Here are the Principles from our pal Dieter:
- Good design is innovative.
- Good design makes a product useful.
- Good design is aesthetic.
- Good design makes a product understandable.
- Good design is unobtrusive.
- Good design is honest.
- Good design is long-lasting.
- Good design is thorough down to the last detail.
- Good design is environmentally friendly.
- Good design is as little design as possible.
Dieter Rams, of the Braun Citromatic.
Dieter Rams, of the legendary 606 shelf system.
Dieter Rams, the spiritual design father of Apple designers.
Dieter Rams, of this thing.
Unobtrusive, good design is. What the heck is this unobtrusive thing, anyway? Principle 5, unobtrusive!

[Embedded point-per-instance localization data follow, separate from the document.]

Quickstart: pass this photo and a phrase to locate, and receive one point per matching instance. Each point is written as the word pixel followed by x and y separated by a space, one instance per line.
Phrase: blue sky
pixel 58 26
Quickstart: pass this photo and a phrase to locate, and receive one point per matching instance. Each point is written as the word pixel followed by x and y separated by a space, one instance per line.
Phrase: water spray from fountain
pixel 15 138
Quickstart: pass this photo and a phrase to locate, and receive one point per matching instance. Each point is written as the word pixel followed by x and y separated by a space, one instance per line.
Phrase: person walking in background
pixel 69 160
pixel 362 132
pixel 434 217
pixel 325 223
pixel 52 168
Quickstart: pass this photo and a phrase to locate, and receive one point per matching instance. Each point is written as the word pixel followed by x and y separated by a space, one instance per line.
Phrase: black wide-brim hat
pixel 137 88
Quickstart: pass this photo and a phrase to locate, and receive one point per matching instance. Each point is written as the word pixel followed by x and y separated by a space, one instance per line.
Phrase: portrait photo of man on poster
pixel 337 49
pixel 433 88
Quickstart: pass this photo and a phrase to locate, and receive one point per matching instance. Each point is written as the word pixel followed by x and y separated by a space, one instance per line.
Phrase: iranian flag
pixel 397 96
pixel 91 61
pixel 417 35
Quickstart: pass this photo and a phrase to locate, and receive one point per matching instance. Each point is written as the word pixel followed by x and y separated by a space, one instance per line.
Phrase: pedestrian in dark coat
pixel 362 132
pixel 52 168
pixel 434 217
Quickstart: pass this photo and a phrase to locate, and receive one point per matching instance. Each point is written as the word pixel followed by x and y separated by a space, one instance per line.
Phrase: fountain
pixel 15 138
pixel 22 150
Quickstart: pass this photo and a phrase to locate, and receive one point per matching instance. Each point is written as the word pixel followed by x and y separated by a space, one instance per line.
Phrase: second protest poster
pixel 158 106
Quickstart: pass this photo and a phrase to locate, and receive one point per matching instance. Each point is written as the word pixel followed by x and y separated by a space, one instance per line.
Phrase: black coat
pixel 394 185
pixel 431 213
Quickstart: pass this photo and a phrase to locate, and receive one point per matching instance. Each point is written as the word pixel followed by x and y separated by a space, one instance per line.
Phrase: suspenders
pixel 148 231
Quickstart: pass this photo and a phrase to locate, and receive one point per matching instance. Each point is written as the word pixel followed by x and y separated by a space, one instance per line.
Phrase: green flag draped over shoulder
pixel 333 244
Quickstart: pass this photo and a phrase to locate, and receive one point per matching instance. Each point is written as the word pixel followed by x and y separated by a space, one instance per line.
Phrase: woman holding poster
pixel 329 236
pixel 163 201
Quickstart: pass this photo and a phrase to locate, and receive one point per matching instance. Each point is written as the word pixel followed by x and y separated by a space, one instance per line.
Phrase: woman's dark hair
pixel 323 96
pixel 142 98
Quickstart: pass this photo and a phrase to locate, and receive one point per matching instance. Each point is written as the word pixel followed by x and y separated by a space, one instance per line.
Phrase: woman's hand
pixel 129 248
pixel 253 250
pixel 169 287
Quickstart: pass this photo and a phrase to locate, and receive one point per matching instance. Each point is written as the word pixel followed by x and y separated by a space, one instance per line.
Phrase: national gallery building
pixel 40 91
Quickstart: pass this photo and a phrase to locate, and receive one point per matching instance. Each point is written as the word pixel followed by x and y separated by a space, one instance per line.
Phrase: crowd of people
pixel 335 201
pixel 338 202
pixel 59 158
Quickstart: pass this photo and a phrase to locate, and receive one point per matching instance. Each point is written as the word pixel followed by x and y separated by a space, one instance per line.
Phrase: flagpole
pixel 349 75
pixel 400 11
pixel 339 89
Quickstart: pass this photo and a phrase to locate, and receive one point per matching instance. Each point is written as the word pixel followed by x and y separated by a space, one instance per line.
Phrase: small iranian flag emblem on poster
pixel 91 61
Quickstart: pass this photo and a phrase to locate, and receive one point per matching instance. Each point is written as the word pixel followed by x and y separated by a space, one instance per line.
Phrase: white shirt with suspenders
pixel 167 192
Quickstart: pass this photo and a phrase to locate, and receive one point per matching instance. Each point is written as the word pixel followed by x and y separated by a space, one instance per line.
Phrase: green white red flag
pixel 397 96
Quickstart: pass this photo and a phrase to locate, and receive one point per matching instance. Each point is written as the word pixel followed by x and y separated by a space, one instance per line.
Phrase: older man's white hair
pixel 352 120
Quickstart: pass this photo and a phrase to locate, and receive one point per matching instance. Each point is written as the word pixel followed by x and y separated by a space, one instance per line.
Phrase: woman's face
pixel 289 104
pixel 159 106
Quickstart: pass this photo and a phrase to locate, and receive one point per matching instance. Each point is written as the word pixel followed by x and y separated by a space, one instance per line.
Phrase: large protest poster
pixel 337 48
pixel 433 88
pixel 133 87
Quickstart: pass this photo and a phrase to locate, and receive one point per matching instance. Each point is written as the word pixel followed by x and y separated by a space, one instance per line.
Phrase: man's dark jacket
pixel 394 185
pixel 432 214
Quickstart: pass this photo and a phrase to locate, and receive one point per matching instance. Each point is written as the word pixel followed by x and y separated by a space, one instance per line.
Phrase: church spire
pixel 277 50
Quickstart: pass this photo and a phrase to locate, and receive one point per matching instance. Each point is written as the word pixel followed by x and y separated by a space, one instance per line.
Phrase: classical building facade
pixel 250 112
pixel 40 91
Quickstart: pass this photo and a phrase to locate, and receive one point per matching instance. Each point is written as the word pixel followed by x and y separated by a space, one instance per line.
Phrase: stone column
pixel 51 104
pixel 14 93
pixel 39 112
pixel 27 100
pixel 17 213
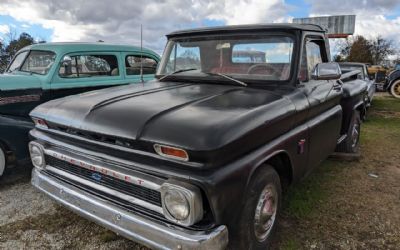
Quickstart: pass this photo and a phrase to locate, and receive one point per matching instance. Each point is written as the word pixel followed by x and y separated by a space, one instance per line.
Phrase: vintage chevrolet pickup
pixel 43 72
pixel 198 158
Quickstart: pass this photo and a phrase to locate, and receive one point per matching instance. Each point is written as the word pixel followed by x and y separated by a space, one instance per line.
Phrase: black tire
pixel 395 89
pixel 352 142
pixel 244 234
pixel 3 161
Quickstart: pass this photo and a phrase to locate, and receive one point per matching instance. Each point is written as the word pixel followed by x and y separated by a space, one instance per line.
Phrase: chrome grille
pixel 142 193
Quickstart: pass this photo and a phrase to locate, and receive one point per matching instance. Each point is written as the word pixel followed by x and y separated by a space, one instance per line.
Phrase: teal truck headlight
pixel 37 155
pixel 182 203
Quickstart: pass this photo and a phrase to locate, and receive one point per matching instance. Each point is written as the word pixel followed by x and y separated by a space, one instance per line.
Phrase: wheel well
pixel 283 166
pixel 7 151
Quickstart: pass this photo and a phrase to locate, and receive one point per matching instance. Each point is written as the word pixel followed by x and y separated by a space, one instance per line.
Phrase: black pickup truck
pixel 198 158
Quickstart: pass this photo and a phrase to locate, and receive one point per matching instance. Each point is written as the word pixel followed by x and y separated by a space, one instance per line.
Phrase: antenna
pixel 141 54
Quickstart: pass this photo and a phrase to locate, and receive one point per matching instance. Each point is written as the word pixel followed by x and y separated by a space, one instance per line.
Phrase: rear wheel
pixel 2 161
pixel 259 215
pixel 395 89
pixel 352 142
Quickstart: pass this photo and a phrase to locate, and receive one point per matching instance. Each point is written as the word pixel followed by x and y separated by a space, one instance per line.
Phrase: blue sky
pixel 94 20
pixel 37 31
pixel 297 9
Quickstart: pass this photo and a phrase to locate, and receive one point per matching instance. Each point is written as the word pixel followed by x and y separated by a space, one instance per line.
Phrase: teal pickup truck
pixel 42 72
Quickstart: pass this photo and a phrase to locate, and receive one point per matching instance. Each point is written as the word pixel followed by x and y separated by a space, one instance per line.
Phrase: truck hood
pixel 18 82
pixel 193 116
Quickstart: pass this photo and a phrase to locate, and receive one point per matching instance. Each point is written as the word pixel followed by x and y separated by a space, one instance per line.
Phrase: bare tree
pixel 380 49
pixel 360 49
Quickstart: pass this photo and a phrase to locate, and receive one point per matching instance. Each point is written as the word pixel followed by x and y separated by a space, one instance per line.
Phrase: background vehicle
pixel 43 72
pixel 373 69
pixel 206 148
pixel 392 83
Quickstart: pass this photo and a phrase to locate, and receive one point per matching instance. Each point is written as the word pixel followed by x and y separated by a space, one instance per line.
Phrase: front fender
pixel 14 135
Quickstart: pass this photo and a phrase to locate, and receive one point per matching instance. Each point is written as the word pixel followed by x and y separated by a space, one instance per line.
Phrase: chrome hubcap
pixel 355 135
pixel 397 89
pixel 265 214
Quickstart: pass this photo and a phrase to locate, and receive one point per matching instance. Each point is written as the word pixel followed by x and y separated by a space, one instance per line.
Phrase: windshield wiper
pixel 175 72
pixel 228 77
pixel 10 71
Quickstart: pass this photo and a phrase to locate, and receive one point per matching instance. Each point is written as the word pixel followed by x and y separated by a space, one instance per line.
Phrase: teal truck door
pixel 21 87
pixel 81 72
pixel 133 63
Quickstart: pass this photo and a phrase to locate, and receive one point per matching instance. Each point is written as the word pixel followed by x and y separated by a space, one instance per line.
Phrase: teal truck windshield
pixel 264 58
pixel 38 62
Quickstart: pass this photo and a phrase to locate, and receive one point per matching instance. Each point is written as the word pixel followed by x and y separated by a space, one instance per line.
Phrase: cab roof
pixel 69 47
pixel 253 27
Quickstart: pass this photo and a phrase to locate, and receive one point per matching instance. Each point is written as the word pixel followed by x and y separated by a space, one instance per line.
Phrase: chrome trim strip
pixel 46 137
pixel 106 190
pixel 117 147
pixel 156 235
pixel 137 179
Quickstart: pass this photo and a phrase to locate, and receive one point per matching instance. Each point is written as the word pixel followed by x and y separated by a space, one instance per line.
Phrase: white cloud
pixel 119 21
pixel 371 16
pixel 4 29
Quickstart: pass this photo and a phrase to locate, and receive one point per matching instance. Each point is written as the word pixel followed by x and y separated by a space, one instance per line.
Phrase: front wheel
pixel 259 215
pixel 395 89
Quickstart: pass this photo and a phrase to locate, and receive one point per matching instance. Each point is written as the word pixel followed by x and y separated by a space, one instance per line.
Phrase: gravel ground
pixel 351 210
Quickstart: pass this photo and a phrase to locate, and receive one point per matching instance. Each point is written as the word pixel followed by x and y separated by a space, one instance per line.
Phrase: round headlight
pixel 37 156
pixel 177 204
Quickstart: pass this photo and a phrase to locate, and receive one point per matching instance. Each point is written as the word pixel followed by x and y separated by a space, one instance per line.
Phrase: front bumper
pixel 125 223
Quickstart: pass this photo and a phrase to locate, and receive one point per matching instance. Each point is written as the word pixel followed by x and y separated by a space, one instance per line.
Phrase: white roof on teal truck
pixel 69 47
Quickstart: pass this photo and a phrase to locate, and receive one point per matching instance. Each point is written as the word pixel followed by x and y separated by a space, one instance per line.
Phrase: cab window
pixel 81 66
pixel 312 55
pixel 134 63
pixel 39 62
pixel 17 62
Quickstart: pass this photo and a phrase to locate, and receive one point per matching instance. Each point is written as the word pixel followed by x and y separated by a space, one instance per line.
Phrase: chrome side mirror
pixel 327 71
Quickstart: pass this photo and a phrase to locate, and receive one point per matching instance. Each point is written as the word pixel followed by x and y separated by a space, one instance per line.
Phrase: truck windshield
pixel 266 58
pixel 38 62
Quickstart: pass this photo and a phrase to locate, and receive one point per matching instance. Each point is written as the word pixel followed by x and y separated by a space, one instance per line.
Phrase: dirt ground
pixel 342 205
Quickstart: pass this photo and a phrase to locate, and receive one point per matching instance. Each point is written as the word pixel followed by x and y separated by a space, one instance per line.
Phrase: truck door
pixel 134 64
pixel 325 114
pixel 86 71
pixel 21 85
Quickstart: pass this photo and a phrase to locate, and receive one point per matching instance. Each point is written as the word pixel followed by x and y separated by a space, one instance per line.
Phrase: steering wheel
pixel 262 65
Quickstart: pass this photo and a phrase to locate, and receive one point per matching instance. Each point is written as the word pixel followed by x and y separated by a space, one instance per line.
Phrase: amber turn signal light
pixel 171 152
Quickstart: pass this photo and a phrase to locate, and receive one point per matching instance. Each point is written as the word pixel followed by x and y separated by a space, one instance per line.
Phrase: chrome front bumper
pixel 125 223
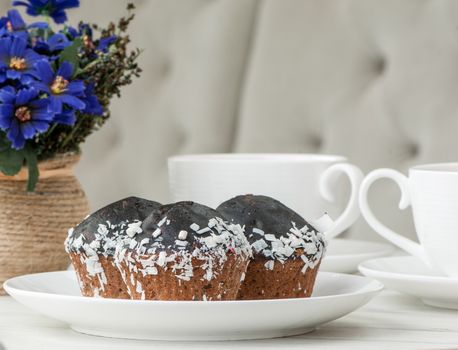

Trusting in Principle 4, that design is understandable, we, the user, would have guessed it was a pencil sharpener and attempted self-expression by jamming a Ticonderoga No. 2 in that fire hole. Anyway, unobtrusive, we get it. Sometimes design goals are in tension with one another.
We appreciate Dieter’s Designer Workspace, the whiteness, the clutter-free clean surfaces, the small accents of color, the red typewriter.
The workspace of Mr. Good Design announces all these things, and the more you look, the more you see:
POWER CORDS! They weren’t as visible in the hi-res Vimeo trailer but the other clip captured them. Not even Dieter Rams, in his inner sanctum, can minimalize away the wad of cordage that haunts all of our backgrounds.